When is Spousal Maintenance Payable?

Spousal Maintenance (also called alimony in some countries) may be payable in Australia by one spouse (or de-facto partner) to the other under some circumstances pursuant to the provisions of the Family Law Act.  There is no automatic right to receive spousal maintenance.  An enforceable legal obligation to pay spousal maintenance can only arise if a Court Order is made.  A Court Order requiring you to pay spousal maintenance can be made under the Family Law Act (Australia) only if, firstly, you are reasonably able to pay and, secondly, if the other person is not able to adequately support himself/herself due to having the care of a child under 18, by reason of age or physical or mental incapacity for appropriate gainful employment, or any other relevant reason referred to in the legislation.

The Family Court in deciding whether spousal maintenance is payable, needs to weigh up the reasonable needs of the Applicant against the capacity of the Respondent to contribute to those needs.  For example, in many cases a wife could easily establish that she has a need for financial support because she is not employed and has the responsibility to care for infant children.  But, if her Husband is earning a low income and is now paying for his separate rental accommodation and child support, it is likely that the Family Court would determine that no spousal maintenance would be payable as he only earns enough money to cover his reasonable financial commitments.  One should note that Spousal Maintenance is quite separate to Child Support, which is usually separately assessed by the Child Support Agency and payable as a separate legal obligation.  Child Support is calculated using a government specified formula.

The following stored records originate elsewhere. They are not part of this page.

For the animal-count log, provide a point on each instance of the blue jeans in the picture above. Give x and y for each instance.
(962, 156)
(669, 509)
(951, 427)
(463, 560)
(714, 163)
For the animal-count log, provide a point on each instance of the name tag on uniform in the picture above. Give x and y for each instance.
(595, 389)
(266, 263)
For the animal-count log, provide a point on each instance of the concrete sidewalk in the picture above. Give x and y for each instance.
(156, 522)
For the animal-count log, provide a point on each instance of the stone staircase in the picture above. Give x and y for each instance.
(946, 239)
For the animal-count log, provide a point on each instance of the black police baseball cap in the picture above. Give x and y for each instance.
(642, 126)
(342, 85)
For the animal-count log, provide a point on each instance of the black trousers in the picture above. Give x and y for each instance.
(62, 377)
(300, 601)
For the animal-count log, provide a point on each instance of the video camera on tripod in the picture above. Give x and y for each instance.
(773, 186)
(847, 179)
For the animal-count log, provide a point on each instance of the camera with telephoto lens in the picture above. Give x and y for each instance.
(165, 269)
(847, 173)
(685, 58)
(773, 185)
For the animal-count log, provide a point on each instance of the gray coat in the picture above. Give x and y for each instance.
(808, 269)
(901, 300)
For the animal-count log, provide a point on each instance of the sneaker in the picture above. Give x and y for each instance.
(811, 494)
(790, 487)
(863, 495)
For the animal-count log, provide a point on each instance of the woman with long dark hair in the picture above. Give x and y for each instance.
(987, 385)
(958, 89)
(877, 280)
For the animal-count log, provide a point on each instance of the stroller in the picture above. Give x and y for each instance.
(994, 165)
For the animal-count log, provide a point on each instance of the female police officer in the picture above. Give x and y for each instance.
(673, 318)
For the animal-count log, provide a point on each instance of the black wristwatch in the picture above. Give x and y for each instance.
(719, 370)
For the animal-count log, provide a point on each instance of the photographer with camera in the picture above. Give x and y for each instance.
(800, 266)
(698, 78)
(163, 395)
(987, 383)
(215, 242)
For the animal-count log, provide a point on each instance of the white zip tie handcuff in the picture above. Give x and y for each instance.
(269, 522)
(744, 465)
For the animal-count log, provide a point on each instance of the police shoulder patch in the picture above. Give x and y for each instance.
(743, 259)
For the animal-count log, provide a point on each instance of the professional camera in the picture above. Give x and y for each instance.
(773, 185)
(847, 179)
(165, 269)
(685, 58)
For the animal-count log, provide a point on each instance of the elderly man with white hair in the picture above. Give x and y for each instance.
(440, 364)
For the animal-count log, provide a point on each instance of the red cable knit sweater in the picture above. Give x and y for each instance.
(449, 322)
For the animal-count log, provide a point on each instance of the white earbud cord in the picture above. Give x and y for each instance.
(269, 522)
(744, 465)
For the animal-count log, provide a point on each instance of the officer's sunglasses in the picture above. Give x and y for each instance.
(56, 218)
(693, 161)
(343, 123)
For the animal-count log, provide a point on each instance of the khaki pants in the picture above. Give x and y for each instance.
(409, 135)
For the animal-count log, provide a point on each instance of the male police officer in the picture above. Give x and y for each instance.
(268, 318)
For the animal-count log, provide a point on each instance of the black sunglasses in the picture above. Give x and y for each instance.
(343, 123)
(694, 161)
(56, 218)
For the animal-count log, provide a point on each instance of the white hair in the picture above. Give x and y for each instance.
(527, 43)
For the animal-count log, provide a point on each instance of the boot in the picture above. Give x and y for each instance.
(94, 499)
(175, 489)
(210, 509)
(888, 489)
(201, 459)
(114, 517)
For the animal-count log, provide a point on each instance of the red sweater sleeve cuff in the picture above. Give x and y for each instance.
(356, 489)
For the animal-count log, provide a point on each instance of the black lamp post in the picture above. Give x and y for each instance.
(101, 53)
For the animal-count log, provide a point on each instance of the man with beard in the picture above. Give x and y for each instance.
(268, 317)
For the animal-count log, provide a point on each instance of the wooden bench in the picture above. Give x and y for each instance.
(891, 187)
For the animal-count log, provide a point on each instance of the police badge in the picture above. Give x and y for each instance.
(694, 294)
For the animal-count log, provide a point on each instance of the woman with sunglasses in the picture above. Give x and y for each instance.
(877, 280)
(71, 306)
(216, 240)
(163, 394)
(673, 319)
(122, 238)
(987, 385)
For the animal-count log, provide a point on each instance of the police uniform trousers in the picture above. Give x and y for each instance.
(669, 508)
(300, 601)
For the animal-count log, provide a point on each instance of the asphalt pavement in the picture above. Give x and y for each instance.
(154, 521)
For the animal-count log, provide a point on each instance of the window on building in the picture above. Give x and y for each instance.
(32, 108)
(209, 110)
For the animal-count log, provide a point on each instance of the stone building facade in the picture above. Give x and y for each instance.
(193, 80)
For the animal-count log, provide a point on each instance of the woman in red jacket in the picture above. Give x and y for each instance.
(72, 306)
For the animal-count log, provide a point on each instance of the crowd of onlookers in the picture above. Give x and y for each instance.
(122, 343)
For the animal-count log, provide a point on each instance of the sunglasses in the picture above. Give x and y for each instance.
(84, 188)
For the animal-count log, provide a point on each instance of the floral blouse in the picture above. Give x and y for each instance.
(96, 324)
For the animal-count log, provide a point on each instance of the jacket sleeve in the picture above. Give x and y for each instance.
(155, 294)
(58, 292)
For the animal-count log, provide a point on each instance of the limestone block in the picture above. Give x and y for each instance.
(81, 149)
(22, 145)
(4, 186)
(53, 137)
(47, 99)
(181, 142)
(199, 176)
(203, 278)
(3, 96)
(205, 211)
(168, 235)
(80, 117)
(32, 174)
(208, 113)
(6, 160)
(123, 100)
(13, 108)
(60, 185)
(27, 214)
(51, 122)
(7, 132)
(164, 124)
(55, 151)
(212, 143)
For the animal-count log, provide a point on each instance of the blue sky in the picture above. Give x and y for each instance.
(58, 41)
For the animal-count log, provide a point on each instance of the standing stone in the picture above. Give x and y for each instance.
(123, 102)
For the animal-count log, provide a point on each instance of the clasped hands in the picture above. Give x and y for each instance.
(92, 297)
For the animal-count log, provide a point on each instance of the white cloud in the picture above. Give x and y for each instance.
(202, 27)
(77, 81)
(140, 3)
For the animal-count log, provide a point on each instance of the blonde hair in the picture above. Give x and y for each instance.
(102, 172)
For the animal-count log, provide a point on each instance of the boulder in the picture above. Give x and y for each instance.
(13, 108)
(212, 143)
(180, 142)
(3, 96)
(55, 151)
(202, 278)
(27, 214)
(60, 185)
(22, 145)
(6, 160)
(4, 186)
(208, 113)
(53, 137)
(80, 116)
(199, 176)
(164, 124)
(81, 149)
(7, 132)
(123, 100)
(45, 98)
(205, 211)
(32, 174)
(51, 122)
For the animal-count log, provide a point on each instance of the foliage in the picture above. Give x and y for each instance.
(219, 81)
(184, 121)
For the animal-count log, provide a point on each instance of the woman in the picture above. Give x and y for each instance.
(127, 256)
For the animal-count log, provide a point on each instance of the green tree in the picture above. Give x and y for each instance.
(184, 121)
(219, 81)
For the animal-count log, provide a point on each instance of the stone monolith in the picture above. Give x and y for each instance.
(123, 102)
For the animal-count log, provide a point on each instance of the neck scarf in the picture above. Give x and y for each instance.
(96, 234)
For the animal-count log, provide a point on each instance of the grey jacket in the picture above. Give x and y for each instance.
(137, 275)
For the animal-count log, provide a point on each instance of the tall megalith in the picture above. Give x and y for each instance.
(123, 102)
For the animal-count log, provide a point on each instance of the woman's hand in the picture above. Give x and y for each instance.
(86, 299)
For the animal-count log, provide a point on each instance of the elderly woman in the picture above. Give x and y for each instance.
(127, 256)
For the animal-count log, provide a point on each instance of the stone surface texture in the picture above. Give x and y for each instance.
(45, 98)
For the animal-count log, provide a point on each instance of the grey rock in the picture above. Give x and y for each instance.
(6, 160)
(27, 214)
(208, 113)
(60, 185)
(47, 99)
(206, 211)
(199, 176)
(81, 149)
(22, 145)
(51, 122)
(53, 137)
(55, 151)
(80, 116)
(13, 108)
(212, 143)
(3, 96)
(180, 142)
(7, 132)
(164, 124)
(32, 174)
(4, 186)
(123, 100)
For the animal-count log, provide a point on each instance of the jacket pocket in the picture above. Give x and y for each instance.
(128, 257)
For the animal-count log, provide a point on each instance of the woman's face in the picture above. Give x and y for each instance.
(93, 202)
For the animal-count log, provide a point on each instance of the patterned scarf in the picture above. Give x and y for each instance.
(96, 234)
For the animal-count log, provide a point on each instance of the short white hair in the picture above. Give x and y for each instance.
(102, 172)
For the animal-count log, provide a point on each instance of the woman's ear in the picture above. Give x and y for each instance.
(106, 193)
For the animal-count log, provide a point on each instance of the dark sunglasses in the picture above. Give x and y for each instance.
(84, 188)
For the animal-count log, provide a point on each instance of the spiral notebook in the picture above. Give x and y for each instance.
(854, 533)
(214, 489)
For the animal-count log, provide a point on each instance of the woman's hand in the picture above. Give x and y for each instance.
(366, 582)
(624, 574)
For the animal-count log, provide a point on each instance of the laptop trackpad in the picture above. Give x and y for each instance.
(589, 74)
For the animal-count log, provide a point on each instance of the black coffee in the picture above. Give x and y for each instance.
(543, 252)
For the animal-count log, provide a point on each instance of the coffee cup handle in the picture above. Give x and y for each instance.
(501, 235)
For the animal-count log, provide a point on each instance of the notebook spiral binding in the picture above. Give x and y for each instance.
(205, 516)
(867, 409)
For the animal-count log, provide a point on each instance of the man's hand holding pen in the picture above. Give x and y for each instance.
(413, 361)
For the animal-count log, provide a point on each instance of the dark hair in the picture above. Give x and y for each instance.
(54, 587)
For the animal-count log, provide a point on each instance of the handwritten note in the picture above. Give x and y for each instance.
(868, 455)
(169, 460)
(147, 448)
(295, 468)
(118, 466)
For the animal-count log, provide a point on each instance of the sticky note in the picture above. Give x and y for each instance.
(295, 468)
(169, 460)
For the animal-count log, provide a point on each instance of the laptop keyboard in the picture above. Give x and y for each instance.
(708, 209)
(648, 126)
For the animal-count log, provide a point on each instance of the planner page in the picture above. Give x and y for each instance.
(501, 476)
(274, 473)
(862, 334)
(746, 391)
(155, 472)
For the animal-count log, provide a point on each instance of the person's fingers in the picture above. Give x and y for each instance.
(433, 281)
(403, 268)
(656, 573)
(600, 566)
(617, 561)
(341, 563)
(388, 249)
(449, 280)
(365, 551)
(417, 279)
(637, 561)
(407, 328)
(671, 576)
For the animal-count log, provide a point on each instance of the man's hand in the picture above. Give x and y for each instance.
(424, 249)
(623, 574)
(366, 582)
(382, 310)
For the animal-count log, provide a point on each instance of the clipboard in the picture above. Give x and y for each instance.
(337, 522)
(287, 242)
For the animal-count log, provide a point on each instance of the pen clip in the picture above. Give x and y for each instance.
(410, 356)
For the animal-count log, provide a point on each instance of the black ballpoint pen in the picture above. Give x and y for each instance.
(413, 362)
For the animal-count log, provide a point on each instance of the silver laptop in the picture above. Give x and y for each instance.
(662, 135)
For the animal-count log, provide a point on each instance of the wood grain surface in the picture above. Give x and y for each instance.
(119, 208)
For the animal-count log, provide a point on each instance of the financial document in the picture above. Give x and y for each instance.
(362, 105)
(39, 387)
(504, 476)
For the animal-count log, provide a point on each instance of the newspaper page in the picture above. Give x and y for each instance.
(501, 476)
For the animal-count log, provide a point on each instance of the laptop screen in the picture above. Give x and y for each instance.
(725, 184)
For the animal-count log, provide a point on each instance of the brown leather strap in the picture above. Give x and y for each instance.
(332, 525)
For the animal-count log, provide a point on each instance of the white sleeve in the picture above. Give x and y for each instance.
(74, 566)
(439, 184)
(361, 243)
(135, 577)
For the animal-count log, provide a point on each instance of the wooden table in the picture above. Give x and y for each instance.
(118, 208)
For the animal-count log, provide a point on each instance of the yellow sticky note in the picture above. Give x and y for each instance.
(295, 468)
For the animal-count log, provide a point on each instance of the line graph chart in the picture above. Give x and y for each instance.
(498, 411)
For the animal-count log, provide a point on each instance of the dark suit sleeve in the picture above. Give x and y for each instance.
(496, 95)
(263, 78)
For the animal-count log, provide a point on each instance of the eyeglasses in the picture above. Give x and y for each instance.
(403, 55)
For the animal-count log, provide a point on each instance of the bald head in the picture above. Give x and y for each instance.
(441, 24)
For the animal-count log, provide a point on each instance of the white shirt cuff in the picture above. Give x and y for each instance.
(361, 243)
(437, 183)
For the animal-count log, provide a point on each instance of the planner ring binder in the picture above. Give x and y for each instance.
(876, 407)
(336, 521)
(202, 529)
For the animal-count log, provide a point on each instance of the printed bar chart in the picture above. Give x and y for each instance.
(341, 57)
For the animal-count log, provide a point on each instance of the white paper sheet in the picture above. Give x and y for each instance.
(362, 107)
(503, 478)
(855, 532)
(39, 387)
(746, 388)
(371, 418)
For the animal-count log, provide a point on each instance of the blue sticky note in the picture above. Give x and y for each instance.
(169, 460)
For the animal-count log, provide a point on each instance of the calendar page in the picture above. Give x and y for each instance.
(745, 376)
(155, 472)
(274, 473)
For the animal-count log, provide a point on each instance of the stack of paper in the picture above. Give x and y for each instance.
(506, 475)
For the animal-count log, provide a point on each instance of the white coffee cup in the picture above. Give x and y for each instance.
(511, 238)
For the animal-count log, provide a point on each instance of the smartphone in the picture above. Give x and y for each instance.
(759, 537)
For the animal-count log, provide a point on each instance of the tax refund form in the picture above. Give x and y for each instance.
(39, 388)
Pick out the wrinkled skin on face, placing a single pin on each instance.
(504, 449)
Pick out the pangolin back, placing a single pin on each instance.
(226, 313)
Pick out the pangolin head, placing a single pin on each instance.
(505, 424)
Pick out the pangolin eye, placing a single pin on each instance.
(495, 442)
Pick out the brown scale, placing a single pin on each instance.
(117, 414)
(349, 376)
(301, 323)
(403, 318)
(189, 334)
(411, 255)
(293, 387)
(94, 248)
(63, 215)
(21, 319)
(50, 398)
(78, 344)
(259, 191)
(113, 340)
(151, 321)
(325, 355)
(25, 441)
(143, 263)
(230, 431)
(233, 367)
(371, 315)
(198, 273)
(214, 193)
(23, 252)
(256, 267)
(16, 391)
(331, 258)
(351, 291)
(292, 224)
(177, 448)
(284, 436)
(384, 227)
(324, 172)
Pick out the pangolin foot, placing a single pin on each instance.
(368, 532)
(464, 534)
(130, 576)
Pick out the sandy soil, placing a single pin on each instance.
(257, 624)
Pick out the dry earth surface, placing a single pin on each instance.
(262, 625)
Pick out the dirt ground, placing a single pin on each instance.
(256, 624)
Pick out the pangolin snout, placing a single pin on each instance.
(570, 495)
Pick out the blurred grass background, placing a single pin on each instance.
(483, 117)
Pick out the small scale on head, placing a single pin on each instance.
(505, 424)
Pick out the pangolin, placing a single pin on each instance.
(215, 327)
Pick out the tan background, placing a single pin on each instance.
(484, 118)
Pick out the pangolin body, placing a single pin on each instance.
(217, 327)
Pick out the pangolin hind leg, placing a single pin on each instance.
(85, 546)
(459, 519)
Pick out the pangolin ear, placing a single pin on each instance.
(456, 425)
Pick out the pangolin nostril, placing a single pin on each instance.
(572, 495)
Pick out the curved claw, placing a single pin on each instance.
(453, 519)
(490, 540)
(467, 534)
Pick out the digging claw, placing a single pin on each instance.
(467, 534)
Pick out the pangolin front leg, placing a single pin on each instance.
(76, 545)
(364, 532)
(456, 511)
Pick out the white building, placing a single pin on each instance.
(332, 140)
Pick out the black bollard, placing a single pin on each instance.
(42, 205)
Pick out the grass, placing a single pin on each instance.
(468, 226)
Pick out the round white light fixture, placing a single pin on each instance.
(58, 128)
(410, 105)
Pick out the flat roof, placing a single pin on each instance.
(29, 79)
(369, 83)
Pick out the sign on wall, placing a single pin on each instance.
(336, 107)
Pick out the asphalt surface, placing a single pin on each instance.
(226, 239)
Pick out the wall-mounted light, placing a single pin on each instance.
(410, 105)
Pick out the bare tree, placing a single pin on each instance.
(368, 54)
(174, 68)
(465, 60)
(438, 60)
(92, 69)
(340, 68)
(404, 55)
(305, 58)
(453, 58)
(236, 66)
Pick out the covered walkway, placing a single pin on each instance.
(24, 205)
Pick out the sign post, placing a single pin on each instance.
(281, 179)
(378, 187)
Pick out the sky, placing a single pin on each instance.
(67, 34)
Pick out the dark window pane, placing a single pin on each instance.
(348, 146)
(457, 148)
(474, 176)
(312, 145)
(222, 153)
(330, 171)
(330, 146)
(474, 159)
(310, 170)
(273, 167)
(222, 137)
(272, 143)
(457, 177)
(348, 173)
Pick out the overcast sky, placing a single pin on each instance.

A Court can order maintenance to be paid as a regular weekly or monthly amount, or, even as a lump sum.  It is often the case that when lawyers are negotiating a final property settlement, spousal maintenance obligations will also be incorporated when structuring such a settlement.  It is common to make allowance for a lump sum maintenance component in a settlement for the following reasons:

  • The person paying the lump sum prefers to put an end to ongoing periodic payments of maintenance as it helps to finalise the financial relationship; and
  • The person receiving the benefit of the lump sum prefers to get money “ up front” to avoid any issues about non-payment in the future and, often to provide some financial capital security used for housing.

As a general overview, settlement of Spousal Maintenance issues requires the balancing of an Applicant’s needs against the Respondent’s capacity to pay.